Leah had left childbearing. Jacob habitually slept with Rachel, the wife of his love. Reuben, Leah’s son and Jacob’s firstborn,* found some mandrakes (Heb., DUDAIM)—a fruit that was reputed to be an aphrodisiac—and Rachel wanted some of them. She bargained with Leah to forfeit her nightly relations with Jacob in exchange for some of the mysterious fruit. That night Jacob lay with Leah and she conceived Issachar, saying “God has granted me my reward….” Soon thereafter, she conceived again and bore Zebulun, saying, “God has endowed me with a good endowment.” Again thereafter, she bore to Jacob his only daughter, “Dinah.” Her name is the feminine form of “Judge.”
What about these mysterious “dudaim?” The STONE Tanakh seems indeterminate about what they were. That commentary notes various possible meanings for the word: “jasmine, violets, mandrakes, and baskets of figs.” Again, some commentaries say they were an aphrodisiac. Did Rachel need them to initiate connubial intimacy with her husband? Or did she simply want them for their beauty, fragrance or taste?
The building of a house (a lineage of sons and daughters for continuance into the future through reproductive generations and for assistance in the daily life of a family surviving the harsh conditions of life in the wild world) was vital to wives. Therefore, whatever promoted childbearing was of utmost importance. Leah bargained with Rachel in order to obtain the right to have relations with Jacob. It worked. She bore her last three children—they became for her a reward, an endowment and a justification in the eyes of God.
In the letter of Messiah through John to the Ephesians in Revelation 2 (the church which Paul is said to have left to Timothy as Pastoral Overseer and where John is said to have concluded his life on earth)—that glorious congregation of Messiah to which the exalted letter of Paul to the Ephesians was written, Messiah exhorts the believers to return to their “first love.” Their spiritual devotion had waned; they were in danger of becoming barren altogether.
We must stir up love.

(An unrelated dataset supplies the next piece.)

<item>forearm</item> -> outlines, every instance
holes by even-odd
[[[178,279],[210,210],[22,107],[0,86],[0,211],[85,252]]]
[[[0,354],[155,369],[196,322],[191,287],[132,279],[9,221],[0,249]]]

As it says in the Song of Solomon, “I charge you, O daughters of Jerusalem, by the roes, and by the hinds of the field, that you stir not up, nor awake love, until he please.”
It is the dudaim that awakens the love of the Groom toward his Bride, that stirs up in him his desire for her marital communion. This is a mystery. This is the beauty of Esther that displaced the complacency and haughty formalism of Vashti.
May the Church renew her first love for the LORD—the love that draws him intimately toward her day by day. May our individual prayer lives maintain in us the fragrance of the dudaim, both now and always. And may we continue to be fruitful, even into advanced age throughout all the days of our journey on earth.
________
*[“Jacob’s firstborn”: the legal heir to the leadership of the family when Jacob died—though this privilege was later transferred to Rachel’s firstborn son Joseph through the youngest of her two grandsons by him, Ephraim. The transfer was due to Reuben’s sin against his father when Reuben lay with one of Jacob’s wives.]